Bis zu besagtem Donnerstag. Da wurde vielen schlagartig bewusst, dass die globale Ausbreitung der Epidemie doch nicht mehr zu stoppen sein wird. Und der Schaden größer ist als gedacht. Wenn Börsianer etwas gar nicht lieben, dann solche Überraschungen.

Viele verkauften rasch, um die Gewinne der Vorwochen einzustecken. Eine verständliche Reaktion jedes Einzelnen, in Summe aber fatal. Denn das leitet unweigerlich eine Abwärtsspirale ein. Coronafälle in Südkorea, in Iran, in Italien: Mit einem Mal werden nur noch die negativen Schlagzeilen registriert, alles Positive ausgeblendet. Panik macht sich breit.

Motto: Risiko raus

Flucht aus dem Risiko nennen das die Experten: Aktien und Schuldtitel gefährdeter Firmen werden verkauft, dafür Anleihen solider Staaten gekauft. USA, Deutschland und Österreich profitieren, weil sie weniger Zinsen für ihre Staatsschulden bezahlen. Gefragt sind krisenfeste Währungen wie Schweizer Franken. Oder Gold: Das Edelmetall erreichte am Freitag ein Sieben-Jahres-Hoch.

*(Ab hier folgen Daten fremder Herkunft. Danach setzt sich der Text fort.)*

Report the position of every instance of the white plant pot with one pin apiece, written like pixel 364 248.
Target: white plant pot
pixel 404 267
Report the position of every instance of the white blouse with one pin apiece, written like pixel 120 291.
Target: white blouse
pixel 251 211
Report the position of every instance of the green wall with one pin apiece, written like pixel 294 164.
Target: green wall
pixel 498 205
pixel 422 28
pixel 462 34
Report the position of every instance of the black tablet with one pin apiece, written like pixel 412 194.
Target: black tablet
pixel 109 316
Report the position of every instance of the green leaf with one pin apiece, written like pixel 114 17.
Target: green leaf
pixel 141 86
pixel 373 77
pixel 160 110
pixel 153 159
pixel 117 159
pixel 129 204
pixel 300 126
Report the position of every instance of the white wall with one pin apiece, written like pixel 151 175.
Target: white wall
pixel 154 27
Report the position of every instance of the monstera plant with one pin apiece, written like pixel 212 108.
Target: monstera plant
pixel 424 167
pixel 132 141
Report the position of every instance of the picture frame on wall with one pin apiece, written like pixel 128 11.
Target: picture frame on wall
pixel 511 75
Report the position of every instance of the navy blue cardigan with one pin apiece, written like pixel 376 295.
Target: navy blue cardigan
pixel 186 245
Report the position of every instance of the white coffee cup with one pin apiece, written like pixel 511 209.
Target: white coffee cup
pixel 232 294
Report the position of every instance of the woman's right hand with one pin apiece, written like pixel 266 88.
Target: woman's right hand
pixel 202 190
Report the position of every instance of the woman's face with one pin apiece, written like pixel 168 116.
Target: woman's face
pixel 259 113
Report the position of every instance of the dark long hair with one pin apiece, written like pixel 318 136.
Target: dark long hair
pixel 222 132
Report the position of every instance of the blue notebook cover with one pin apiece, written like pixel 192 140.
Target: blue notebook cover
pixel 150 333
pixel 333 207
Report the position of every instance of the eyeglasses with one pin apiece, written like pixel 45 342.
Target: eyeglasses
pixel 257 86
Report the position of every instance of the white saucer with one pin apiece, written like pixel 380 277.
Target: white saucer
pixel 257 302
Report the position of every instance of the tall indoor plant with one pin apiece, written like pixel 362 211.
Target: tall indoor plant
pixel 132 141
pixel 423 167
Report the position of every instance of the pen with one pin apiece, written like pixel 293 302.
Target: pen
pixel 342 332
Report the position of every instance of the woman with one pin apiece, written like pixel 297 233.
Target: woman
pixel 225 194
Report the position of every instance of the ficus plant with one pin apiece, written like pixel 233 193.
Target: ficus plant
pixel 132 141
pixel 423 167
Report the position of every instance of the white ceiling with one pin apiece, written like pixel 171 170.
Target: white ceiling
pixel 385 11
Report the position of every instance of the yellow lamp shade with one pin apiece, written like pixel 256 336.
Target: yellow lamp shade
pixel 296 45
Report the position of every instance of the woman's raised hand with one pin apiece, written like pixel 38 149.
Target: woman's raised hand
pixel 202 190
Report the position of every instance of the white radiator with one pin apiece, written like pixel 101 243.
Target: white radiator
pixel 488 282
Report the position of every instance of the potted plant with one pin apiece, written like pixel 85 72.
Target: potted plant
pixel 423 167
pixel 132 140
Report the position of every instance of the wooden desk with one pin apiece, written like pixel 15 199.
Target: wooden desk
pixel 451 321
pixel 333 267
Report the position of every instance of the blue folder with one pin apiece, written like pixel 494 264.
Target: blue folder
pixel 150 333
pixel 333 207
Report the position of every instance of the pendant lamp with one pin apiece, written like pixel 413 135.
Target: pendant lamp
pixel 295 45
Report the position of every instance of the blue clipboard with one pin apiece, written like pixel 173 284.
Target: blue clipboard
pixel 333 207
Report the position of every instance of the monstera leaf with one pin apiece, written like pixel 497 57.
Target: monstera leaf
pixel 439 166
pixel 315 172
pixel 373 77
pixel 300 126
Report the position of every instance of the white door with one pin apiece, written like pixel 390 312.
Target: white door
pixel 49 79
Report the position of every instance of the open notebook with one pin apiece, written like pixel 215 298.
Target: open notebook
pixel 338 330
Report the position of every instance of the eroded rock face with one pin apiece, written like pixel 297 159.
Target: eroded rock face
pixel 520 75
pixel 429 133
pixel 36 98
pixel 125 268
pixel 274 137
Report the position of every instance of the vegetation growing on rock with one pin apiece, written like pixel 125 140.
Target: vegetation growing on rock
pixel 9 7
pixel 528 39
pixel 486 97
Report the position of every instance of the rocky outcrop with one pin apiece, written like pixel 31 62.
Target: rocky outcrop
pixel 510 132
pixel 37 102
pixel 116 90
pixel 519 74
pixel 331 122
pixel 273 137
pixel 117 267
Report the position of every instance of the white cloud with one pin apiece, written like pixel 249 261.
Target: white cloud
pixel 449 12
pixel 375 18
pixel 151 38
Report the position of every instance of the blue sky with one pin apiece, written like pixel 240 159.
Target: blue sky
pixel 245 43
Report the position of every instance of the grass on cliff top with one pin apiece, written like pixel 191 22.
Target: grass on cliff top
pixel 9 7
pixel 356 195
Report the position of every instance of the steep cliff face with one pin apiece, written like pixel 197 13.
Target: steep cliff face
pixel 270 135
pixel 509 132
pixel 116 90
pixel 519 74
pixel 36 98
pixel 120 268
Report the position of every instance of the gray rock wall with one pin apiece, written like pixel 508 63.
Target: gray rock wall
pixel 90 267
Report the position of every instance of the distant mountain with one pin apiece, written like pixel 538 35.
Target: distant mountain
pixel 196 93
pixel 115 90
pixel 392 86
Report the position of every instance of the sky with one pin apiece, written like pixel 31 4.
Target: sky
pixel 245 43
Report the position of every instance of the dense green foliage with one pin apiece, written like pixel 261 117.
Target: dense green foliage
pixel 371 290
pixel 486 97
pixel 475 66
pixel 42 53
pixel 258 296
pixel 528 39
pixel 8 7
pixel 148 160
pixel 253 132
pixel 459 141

Wie lange das so weitergeht? Erst wenn die Welle negativer Nachrichten abreißt und abschätzbar wird, wie groß der Schaden tatsächlich ist, werden sich die Märkte nachhaltig erholen, erwartet Ingrid Szeiler, Anlagechefin der Raiffeisen Kapitalanlage-Gesellschaft. Bis dahin werden die Kurse weiterhin schwanken.